Caldwell also highlights a deeper problem—declaring civil rights enforcement to be “unconstitutional,” far from resolving the dispute, merely restates the problem in different words. The deeper problem is the contestation between the old de jure Constitution and the new de facto Civil Rights “constitution.” Constitutional lawfare is, therefore, not able to resolve the essential danger.

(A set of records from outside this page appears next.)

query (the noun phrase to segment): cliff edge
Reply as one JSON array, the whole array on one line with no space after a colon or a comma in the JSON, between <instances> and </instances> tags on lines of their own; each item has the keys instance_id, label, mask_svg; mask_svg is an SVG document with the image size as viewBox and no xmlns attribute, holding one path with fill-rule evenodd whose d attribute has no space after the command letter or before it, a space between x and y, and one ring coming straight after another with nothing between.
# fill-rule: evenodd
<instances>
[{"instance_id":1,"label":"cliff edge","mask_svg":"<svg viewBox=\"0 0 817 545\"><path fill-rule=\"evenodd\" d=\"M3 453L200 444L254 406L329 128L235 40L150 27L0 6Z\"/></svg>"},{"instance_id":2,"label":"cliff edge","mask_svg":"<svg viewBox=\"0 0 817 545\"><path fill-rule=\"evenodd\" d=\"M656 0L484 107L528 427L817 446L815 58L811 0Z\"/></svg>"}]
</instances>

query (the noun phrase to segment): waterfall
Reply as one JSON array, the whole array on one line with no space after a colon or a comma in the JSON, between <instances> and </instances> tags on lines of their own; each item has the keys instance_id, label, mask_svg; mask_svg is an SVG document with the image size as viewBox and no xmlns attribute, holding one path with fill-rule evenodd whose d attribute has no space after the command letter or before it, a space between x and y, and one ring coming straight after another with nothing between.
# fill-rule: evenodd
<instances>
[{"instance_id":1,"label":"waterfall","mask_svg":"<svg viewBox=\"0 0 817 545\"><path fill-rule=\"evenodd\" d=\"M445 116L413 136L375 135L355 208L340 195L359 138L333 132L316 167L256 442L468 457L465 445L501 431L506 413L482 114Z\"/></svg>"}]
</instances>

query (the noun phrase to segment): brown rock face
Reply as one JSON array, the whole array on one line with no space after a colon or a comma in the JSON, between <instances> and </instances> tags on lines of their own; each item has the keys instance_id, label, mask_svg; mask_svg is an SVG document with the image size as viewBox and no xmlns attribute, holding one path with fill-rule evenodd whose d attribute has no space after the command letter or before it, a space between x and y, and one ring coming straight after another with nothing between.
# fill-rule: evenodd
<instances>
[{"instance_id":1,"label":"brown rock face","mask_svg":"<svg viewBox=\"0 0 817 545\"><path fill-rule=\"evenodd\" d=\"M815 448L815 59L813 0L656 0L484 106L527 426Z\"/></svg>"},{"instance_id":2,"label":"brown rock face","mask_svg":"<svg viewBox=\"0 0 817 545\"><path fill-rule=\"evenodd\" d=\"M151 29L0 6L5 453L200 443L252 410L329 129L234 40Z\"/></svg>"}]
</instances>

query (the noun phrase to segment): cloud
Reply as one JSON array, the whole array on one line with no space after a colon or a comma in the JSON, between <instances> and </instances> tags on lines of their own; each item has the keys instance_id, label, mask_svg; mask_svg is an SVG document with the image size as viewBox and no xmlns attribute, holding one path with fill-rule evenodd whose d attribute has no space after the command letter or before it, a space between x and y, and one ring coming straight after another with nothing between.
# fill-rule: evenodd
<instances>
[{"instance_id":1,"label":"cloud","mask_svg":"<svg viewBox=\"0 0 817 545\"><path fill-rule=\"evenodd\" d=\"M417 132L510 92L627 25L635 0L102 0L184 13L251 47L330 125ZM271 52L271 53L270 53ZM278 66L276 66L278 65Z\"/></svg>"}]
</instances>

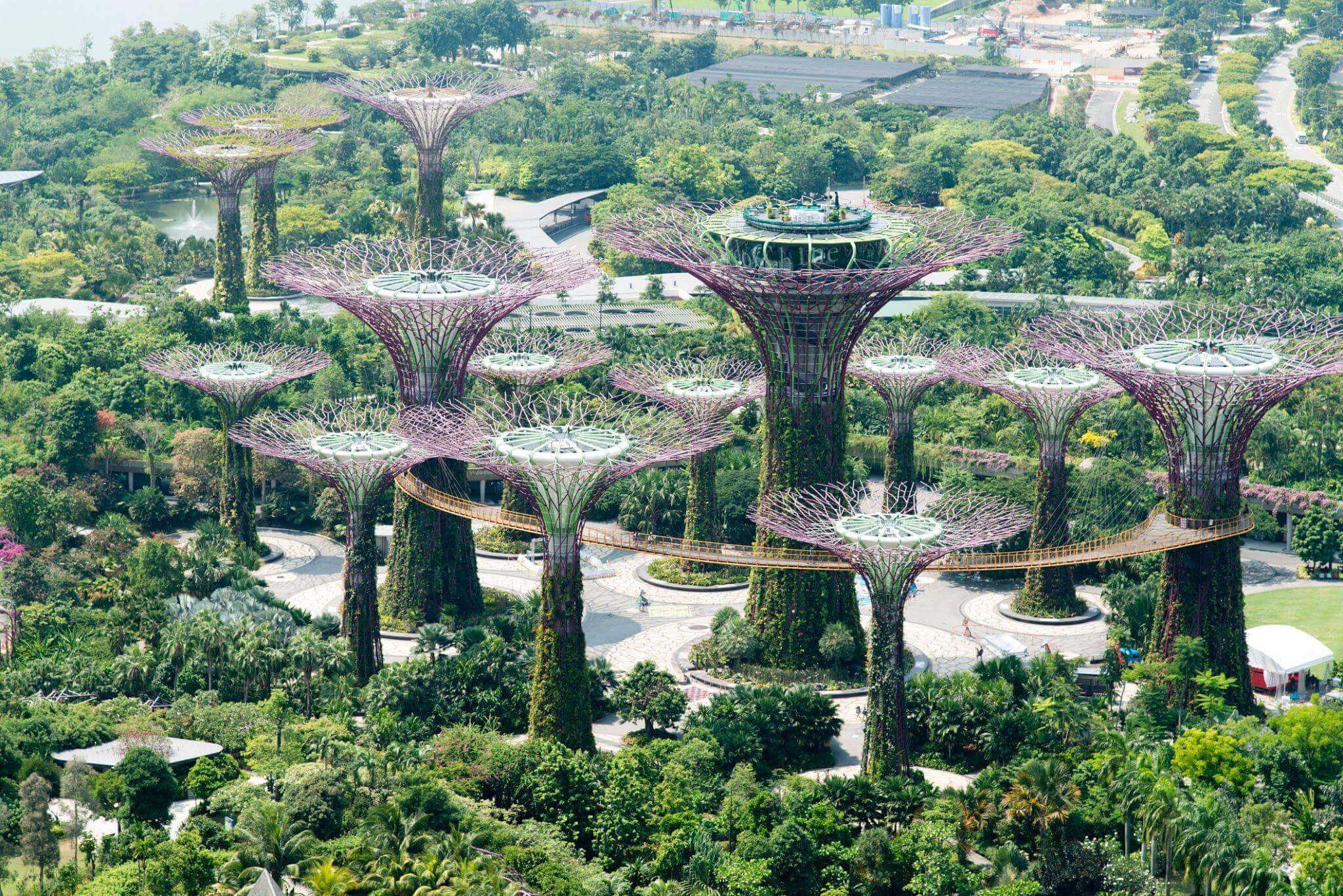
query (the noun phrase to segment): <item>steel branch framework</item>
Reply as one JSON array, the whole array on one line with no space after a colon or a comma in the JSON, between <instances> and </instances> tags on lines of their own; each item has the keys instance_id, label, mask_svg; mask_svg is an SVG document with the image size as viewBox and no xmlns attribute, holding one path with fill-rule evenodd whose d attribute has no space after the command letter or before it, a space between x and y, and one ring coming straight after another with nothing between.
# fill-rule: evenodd
<instances>
[{"instance_id":1,"label":"steel branch framework","mask_svg":"<svg viewBox=\"0 0 1343 896\"><path fill-rule=\"evenodd\" d=\"M352 399L258 414L228 431L239 445L306 467L340 494L345 506L342 627L360 682L383 662L371 509L398 476L431 457L393 431L395 423L391 406Z\"/></svg>"},{"instance_id":2,"label":"steel branch framework","mask_svg":"<svg viewBox=\"0 0 1343 896\"><path fill-rule=\"evenodd\" d=\"M530 733L591 750L583 637L580 535L587 512L618 480L698 454L728 438L719 420L688 423L643 407L530 394L512 400L424 406L404 412L407 438L508 481L545 528Z\"/></svg>"},{"instance_id":3,"label":"steel branch framework","mask_svg":"<svg viewBox=\"0 0 1343 896\"><path fill-rule=\"evenodd\" d=\"M1026 527L1025 508L972 492L945 492L923 508L917 492L897 488L882 513L865 513L866 486L819 485L764 496L751 519L839 556L872 592L870 695L862 767L884 775L909 770L905 733L904 606L915 578L933 562L994 544Z\"/></svg>"}]
</instances>

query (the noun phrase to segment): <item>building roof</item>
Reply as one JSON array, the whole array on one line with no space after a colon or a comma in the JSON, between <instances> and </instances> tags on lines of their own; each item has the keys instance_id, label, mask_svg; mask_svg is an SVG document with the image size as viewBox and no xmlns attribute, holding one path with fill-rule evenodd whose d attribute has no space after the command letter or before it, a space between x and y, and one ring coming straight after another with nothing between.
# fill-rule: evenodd
<instances>
[{"instance_id":1,"label":"building roof","mask_svg":"<svg viewBox=\"0 0 1343 896\"><path fill-rule=\"evenodd\" d=\"M806 93L822 87L830 99L857 98L878 86L892 86L927 70L917 62L873 62L870 59L823 59L818 56L771 56L752 54L725 59L684 75L693 85L720 81L741 82L752 93L770 86L775 93Z\"/></svg>"},{"instance_id":2,"label":"building roof","mask_svg":"<svg viewBox=\"0 0 1343 896\"><path fill-rule=\"evenodd\" d=\"M196 762L197 759L214 756L215 754L224 751L223 747L212 744L208 740L183 740L181 737L158 737L156 739L154 747L161 747L160 752L164 759L168 760L169 766ZM83 759L94 768L115 768L121 760L125 759L125 756L126 743L124 740L109 740L107 743L98 744L97 747L85 747L83 750L59 750L51 754L51 758L59 763L67 763L73 759Z\"/></svg>"},{"instance_id":3,"label":"building roof","mask_svg":"<svg viewBox=\"0 0 1343 896\"><path fill-rule=\"evenodd\" d=\"M878 97L897 106L932 106L963 118L992 118L1033 103L1049 90L1049 75L1023 69L962 66L937 78L924 78Z\"/></svg>"}]
</instances>

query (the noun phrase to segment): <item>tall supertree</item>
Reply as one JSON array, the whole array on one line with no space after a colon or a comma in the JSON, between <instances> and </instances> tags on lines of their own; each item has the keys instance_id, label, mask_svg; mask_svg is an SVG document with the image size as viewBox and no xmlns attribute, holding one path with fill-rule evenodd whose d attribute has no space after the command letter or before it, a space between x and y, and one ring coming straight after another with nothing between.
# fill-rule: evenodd
<instances>
[{"instance_id":1,"label":"tall supertree","mask_svg":"<svg viewBox=\"0 0 1343 896\"><path fill-rule=\"evenodd\" d=\"M232 103L184 111L188 125L215 132L240 130L243 133L309 133L338 125L348 118L330 106L295 103ZM247 244L247 292L252 296L271 296L275 285L262 274L262 265L279 251L279 218L275 207L275 163L262 165L252 179L252 232Z\"/></svg>"},{"instance_id":2,"label":"tall supertree","mask_svg":"<svg viewBox=\"0 0 1343 896\"><path fill-rule=\"evenodd\" d=\"M729 429L708 418L686 422L557 394L415 407L404 419L411 438L427 450L496 473L541 517L545 566L529 731L592 750L579 556L584 519L618 480L701 454L725 441Z\"/></svg>"},{"instance_id":3,"label":"tall supertree","mask_svg":"<svg viewBox=\"0 0 1343 896\"><path fill-rule=\"evenodd\" d=\"M862 485L815 485L772 492L752 509L763 528L823 548L851 566L872 594L868 639L868 716L862 770L881 776L909 771L905 732L905 600L915 578L952 551L994 544L1026 527L1026 509L1003 498L948 490L924 506L896 486L888 509L862 510Z\"/></svg>"},{"instance_id":4,"label":"tall supertree","mask_svg":"<svg viewBox=\"0 0 1343 896\"><path fill-rule=\"evenodd\" d=\"M1061 365L1029 348L978 349L979 360L958 377L988 390L1021 411L1035 430L1035 504L1030 524L1033 551L1068 544L1068 434L1091 406L1120 390L1096 371ZM1086 609L1073 587L1072 567L1026 570L1013 609L1038 617L1072 617Z\"/></svg>"},{"instance_id":5,"label":"tall supertree","mask_svg":"<svg viewBox=\"0 0 1343 896\"><path fill-rule=\"evenodd\" d=\"M293 461L340 494L345 505L341 629L360 684L383 665L372 508L392 480L430 457L422 445L393 431L395 423L396 408L346 399L257 414L228 430L239 445Z\"/></svg>"},{"instance_id":6,"label":"tall supertree","mask_svg":"<svg viewBox=\"0 0 1343 896\"><path fill-rule=\"evenodd\" d=\"M1006 251L1018 235L955 212L833 203L667 203L619 215L603 243L694 274L736 310L766 369L760 492L843 478L845 368L873 316L911 283ZM787 541L767 529L756 543ZM747 614L766 662L819 662L831 621L858 635L853 576L756 570Z\"/></svg>"},{"instance_id":7,"label":"tall supertree","mask_svg":"<svg viewBox=\"0 0 1343 896\"><path fill-rule=\"evenodd\" d=\"M442 236L443 150L463 121L500 99L517 97L536 82L498 69L406 71L383 78L334 78L326 86L396 120L419 153L415 236Z\"/></svg>"},{"instance_id":8,"label":"tall supertree","mask_svg":"<svg viewBox=\"0 0 1343 896\"><path fill-rule=\"evenodd\" d=\"M1166 442L1167 510L1183 525L1241 512L1245 445L1264 415L1300 386L1343 371L1343 317L1218 302L1163 302L1140 313L1060 313L1027 325L1031 343L1119 383ZM1175 638L1207 643L1215 670L1253 703L1245 647L1240 540L1162 556L1162 596L1150 652Z\"/></svg>"},{"instance_id":9,"label":"tall supertree","mask_svg":"<svg viewBox=\"0 0 1343 896\"><path fill-rule=\"evenodd\" d=\"M755 361L721 356L684 357L670 361L630 364L611 371L611 384L666 406L685 420L701 416L727 419L733 411L764 395L764 368ZM719 449L710 447L686 465L685 537L690 541L717 541ZM688 568L706 564L686 560Z\"/></svg>"},{"instance_id":10,"label":"tall supertree","mask_svg":"<svg viewBox=\"0 0 1343 896\"><path fill-rule=\"evenodd\" d=\"M917 488L915 407L937 383L954 379L988 359L959 343L917 334L866 336L854 348L849 375L877 391L886 403L885 488Z\"/></svg>"},{"instance_id":11,"label":"tall supertree","mask_svg":"<svg viewBox=\"0 0 1343 896\"><path fill-rule=\"evenodd\" d=\"M247 310L243 223L239 197L247 179L285 156L314 145L312 134L294 130L183 130L145 137L141 148L175 159L208 179L219 200L215 235L215 301L226 310Z\"/></svg>"},{"instance_id":12,"label":"tall supertree","mask_svg":"<svg viewBox=\"0 0 1343 896\"><path fill-rule=\"evenodd\" d=\"M591 265L560 250L463 239L351 240L281 255L277 283L336 302L387 347L407 407L461 398L475 347L532 298L592 278ZM416 476L465 497L466 466L441 459ZM387 610L435 622L479 613L481 584L469 520L396 493Z\"/></svg>"},{"instance_id":13,"label":"tall supertree","mask_svg":"<svg viewBox=\"0 0 1343 896\"><path fill-rule=\"evenodd\" d=\"M219 480L219 523L239 544L261 549L257 537L257 500L252 497L252 457L228 439L228 429L257 410L277 386L316 373L332 359L299 345L244 343L180 345L140 361L152 373L185 383L215 400L224 431L224 470Z\"/></svg>"},{"instance_id":14,"label":"tall supertree","mask_svg":"<svg viewBox=\"0 0 1343 896\"><path fill-rule=\"evenodd\" d=\"M575 339L556 329L509 326L485 337L466 371L489 380L500 398L506 399L610 360L611 349L596 340ZM526 502L506 480L500 506L513 513L526 512ZM504 533L518 541L530 537L506 527Z\"/></svg>"}]
</instances>

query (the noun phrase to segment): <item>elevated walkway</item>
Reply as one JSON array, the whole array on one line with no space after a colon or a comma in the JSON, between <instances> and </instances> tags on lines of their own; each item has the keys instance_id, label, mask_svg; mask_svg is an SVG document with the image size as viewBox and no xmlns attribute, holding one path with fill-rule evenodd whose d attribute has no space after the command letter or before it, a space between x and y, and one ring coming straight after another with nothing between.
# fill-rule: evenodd
<instances>
[{"instance_id":1,"label":"elevated walkway","mask_svg":"<svg viewBox=\"0 0 1343 896\"><path fill-rule=\"evenodd\" d=\"M541 519L513 513L489 504L441 492L412 473L403 473L396 488L416 501L443 513L461 516L494 525L506 525L524 532L544 535ZM984 572L988 570L1031 570L1042 567L1076 566L1120 560L1143 553L1160 553L1187 548L1207 541L1219 541L1245 535L1254 528L1249 513L1228 520L1190 520L1176 517L1158 505L1152 513L1131 529L1089 541L1077 541L1057 548L1035 551L1002 551L976 553L962 551L943 557L933 570L948 572ZM770 548L755 544L724 544L719 541L689 541L662 535L641 535L624 529L590 523L583 527L586 544L600 544L641 553L655 553L681 560L719 563L723 566L774 567L782 570L849 570L850 567L829 551L817 548Z\"/></svg>"}]
</instances>

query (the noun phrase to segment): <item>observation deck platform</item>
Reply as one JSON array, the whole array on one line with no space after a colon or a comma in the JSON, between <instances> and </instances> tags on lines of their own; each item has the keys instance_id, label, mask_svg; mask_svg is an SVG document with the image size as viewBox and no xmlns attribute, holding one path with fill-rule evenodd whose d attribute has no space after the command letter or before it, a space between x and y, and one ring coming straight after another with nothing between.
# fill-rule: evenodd
<instances>
[{"instance_id":1,"label":"observation deck platform","mask_svg":"<svg viewBox=\"0 0 1343 896\"><path fill-rule=\"evenodd\" d=\"M396 488L420 504L443 513L479 520L494 525L506 525L524 532L543 535L541 519L526 513L513 513L489 504L477 504L469 498L447 494L432 488L414 473L403 473L396 480ZM1162 553L1195 544L1234 539L1254 528L1249 513L1226 520L1191 520L1167 513L1163 505L1156 505L1151 514L1138 525L1089 541L1076 541L1056 548L1035 551L972 552L951 553L931 568L944 572L984 572L988 570L1033 570L1044 567L1077 566L1081 563L1101 563L1120 560L1144 553ZM681 560L698 560L723 566L772 567L779 570L850 570L829 551L817 548L770 548L753 544L724 544L720 541L690 541L662 535L642 535L627 532L614 525L588 523L583 527L580 539L586 544L600 544L641 553L655 553Z\"/></svg>"}]
</instances>

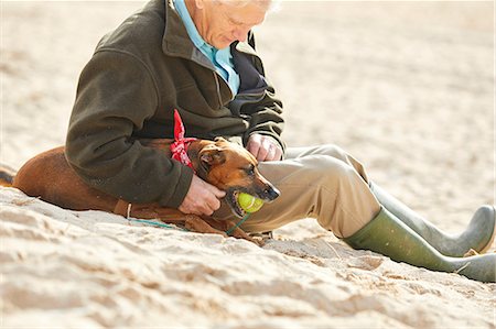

Ron Paul takes a similar view of the threat to liberty posed by civil rights law, arguing that:
The Civil Rights Act of 1964 gave the federal government unprecedented power over the hiring, employee relations, and customer service practices of every business in the country. The result was a massive violation of the rights of private property and contract, which are the bedrocks of free society. The federal government has no legitimate authority to infringe on the rights of private property owners to use their property as they please and to form (or not form) contracts with terms mutually agreeable to all parties.
In that light of the threat posed by civil rights laws to liberty, the only correct response to this unconstitutional and unwise law is to repeal it, and replace it with nothing.